La voz del capitán Currie dijo, «Bueno, que me aspen».
No valía la pena tratar de evitar el encuentro. A fin de cuentas estaba en libertad provisional; Currie no podía hacerle nada. Se volvió y se sintió un poco chocado por los pantalones cortos del capitán Currie: era evidente que se adaptaba al nuevo ambiente. D. dijo, «No esperaba encontrarle aquí».
«Ya me lo imagino», dijo el capitán Currie.
«Bueno, espero que nos veamos en la cena». Empezó a caminar hacia la puerta con el periódico en la mano.
El capitán Currie dijo, «No, no se vaya. Quédese donde está».
«No comprendo».
«Éste es el tipo del que os estaba hablando, muchachos». Dos rostros de luna llena, de mediana edad, le miraron con espanto, ligeramente congestionados por el whisky.
«No».
«Sí».
«Que me maten si no estaba birlando un periódico».
«Es capaz de cualquier cosa», dijo el capitán Currie.
«¿No le importaría», dijo D. «dejarme pasar? Quiero irme a mi habitación».
«Ya me supongo», dijo el capitán Currie.
Uno de sus acompañantes le dijo con timidez, «Ten cuidado, viejo. Debe llevar un revólver».
D. dijo, «No tengo ni idea de lo que pretenden ustedes, caballeros. No soy un fugitivo de la justicia, ¿es ésa la expresión, no? Estoy en libertad bajo fianza y no hay ninguna ley que me impida ir a donde quiera».
«Es un pico de oro», dijo uno de los hombres.
«Será mejor que se tome las cosas con calma», dijo el capitán Currie.
«Ha gastado su último cartucho, jefe. Creía que iba a poder irse del país, supongo, pero no se le puede tomar el pelo a Scotland Yard. Es la mejor policía del mundo».
«No comprendo».
«Vamos, ¿es que no sabe que hay una orden de captura contra usted? Le buscan por asesinato».
D. leyó: estaba allí.
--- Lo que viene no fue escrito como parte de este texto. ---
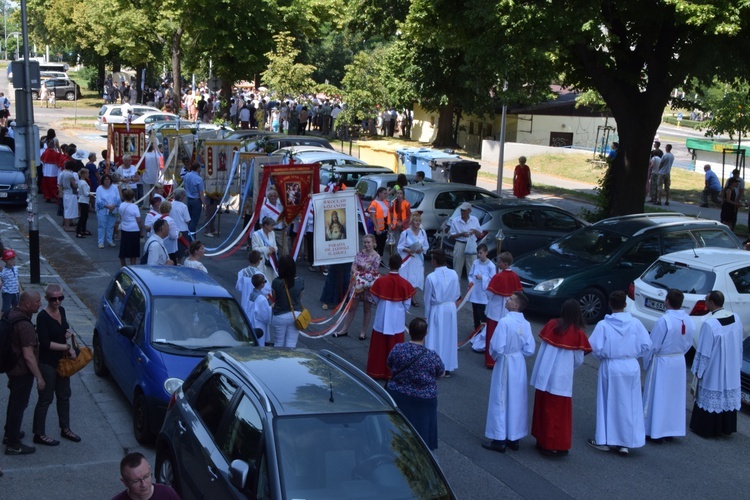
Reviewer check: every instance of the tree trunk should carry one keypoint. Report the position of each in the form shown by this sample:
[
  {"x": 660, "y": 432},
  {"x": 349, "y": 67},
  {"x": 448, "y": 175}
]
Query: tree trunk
[
  {"x": 444, "y": 138},
  {"x": 176, "y": 50}
]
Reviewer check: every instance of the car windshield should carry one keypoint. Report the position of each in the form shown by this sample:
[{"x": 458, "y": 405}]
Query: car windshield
[
  {"x": 414, "y": 197},
  {"x": 199, "y": 323},
  {"x": 593, "y": 244},
  {"x": 355, "y": 455},
  {"x": 668, "y": 275}
]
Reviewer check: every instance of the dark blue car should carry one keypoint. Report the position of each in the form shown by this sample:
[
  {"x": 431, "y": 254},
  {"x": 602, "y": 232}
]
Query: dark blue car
[{"x": 155, "y": 324}]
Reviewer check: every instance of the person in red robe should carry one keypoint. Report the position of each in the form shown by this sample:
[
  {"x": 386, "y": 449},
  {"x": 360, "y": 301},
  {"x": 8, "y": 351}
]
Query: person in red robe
[
  {"x": 504, "y": 284},
  {"x": 564, "y": 343},
  {"x": 522, "y": 179},
  {"x": 392, "y": 294}
]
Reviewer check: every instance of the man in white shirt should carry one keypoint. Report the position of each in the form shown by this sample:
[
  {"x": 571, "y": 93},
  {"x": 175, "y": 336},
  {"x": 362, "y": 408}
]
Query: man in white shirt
[
  {"x": 154, "y": 248},
  {"x": 463, "y": 228}
]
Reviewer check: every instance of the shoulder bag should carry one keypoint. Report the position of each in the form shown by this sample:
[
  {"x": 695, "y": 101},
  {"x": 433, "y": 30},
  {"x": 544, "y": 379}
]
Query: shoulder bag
[{"x": 301, "y": 320}]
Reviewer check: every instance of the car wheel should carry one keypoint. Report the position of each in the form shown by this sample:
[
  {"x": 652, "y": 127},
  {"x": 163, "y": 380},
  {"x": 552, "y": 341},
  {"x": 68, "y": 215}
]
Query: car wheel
[
  {"x": 593, "y": 305},
  {"x": 100, "y": 368},
  {"x": 141, "y": 427},
  {"x": 166, "y": 469}
]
Terence Hillman no había podido engañar durante mucho tiempo a la policía; debieron decidir ordenar su búsqueda nada más dejar el tribunal. Le buscaban y el capitán Currie lo había, triunfalmente, encontrado, y le miraba con seriedad pero con cierto respeto. Asesinar no es como robar un coche. Es una tradición inglesa tratar amablemente a los condenados: se les da de comer antes de la ejecución. El capitán Currie dijo, «Somos tres contra uno. Tranquilo. No estaría bien montar una escena».